The U.S. Commerce Department's National Institute of Standards and Technology (NIST) says it will study the impacts of Hurricane Maria's September 2017 strike on Puerto Rico.
It will focus specifically on the performance of critical buildings and their dependence on distributed infrastructure such as electricity and water, as well as emergency communications and the public's response to those communications.
Under the National Construction Safety Team (NCST) Act, signed into law in 2002, NIST is authorized to establish teams to investigate building failures that have resulted in substantial loss of life or that posed the potential for substantial loss of life.
The lessons learned as a result of this investigation will be used to help improve codes, standards, and practices in order to strengthen buildings and infrastructure, and reduce property losses from future storms in hurricane-prone areas.
Hurricane Maria made landfall in southeast Puerto Rico near the town of Yabucoa at approximately 6:15 a.m. Atlantic Standard Time on Sept. 20, 2017. Maria was listed as a strong Category 4 storm, with maximum sustained winds of 249 kilometers per hour (155 miles per hour).
The storm tracked across the center of the island, from southeast to northwest, and produced up to 2.7 meters (8.9 feet) of storm surge. The hurricane also dumped greater than 25 centimeters (9.8 inches) of rain over much of the island, with even higher amounts (50-101 centimeters, or 20-40 inches) in some areas, causing hundreds of landslides across the island.

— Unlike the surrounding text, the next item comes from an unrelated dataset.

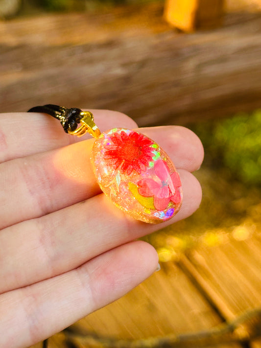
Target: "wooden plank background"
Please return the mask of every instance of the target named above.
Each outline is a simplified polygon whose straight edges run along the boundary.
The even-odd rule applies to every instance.
[[[46,103],[117,110],[140,126],[261,106],[261,15],[185,34],[162,3],[0,23],[0,109]]]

NIST says that preliminary observations identified "minimal structural damage" caused by wind hazards to reinforced-concrete and concrete-block buildings with concrete roofs. However, an NIST team observed:
- Some roof failures on reinforced-concrete and concrete-block buildings having other-than-concrete roofs (wood frame and steel frame)
- Wind damage to metal building systems
- Wind-induced failures of metal buildings and rooftop equipment, potentially due to corrosion
- Varied performance of rooftop solar areas exposed to high winds
Initial discussions identified the following regarding electric power:
- Complete electrical outage across Puerto Rico
- Severe physical damage to electric power generation, transmission and distribution systems, including utility-scale solar and wind power generation
- Cascading effects affecting water, wastewater, communications.
Regarding the communications system, the NIST team says there was a near complete loss of digital communications across the island, severe physical damage to tower and building-mounted cellular communications equipment, damage to “hundreds of miles” of fiber optic cable impacting wireless and wireline communications and some cell tower collapses.
Based on a preliminary reconnaissance to Puerto Rico in December 2017, the NCST will work to determine:
- The characteristics of the storm hazards -- the pattern, location and cause of injuries and fatalities
- The performance of emergency communications systems and the public's response to such communications
- The performance of representative critical buildings and designated safe areas in those buildings, including their dependence on infrastructure such as electricity and water.
Previous NIST investigations conducted under the NCST authority include the investigation of the 9/11 World Trade Center attack; the 2011 Joplin, Missouri tornado; and the 2003 Station Nightclub fire in West Warwick, Rhode Island.
This marks the first time NIST will conduct a full NCST investigation in the aftermath of a major hurricane.